Well besides all the raiders, pirates, smugglers and customs officers wanting to take off with your booty one way or the other. Trading simulator games are a strange oddity where they are oddly fascinating despite what seems like a rather mundane style of gameplay. While I only dabble in the genre I vividly remember playing Frontier in my browser and enjoyed the space sim X games before X Rebirth launched in a hideous state.
Throwing their space hat into the ring are German indie studio Chasing Carrots with their space trading sim Cosmonautica. Players take on the role of a fresh captain who must make a living from nothing but some spare change and a rusty cruiser. As captain you must manage crew members, research tech, handle jobs and play the monopoly of space.

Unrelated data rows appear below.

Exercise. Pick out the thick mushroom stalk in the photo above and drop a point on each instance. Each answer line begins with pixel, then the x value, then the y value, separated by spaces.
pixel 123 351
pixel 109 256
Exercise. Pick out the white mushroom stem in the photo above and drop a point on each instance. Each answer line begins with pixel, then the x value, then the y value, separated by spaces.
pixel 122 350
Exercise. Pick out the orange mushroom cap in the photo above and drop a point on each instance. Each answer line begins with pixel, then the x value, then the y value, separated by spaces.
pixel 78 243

There is a story to be found in Cosmonautica’s campaign mode but it might as well not be there as it purely serves as a way to hand you specific missions. Instead the majority of driving force is derived from the player accepting various kinds of jobs at planetary stations ranging from typical rescue missions, cargo deliveries, taxi jobs and bounty hunts.
However to even think of taking on these missions you’ll need to a crew and a vessel capable of the tasks.
This is where the game can make or break new players, might have just been me but certain key points seem intentionally unclear. Recruiting can be somewhat daunting as it’s unclear at first what kind of crew members are essential for starting with and what won’t be needed till much later.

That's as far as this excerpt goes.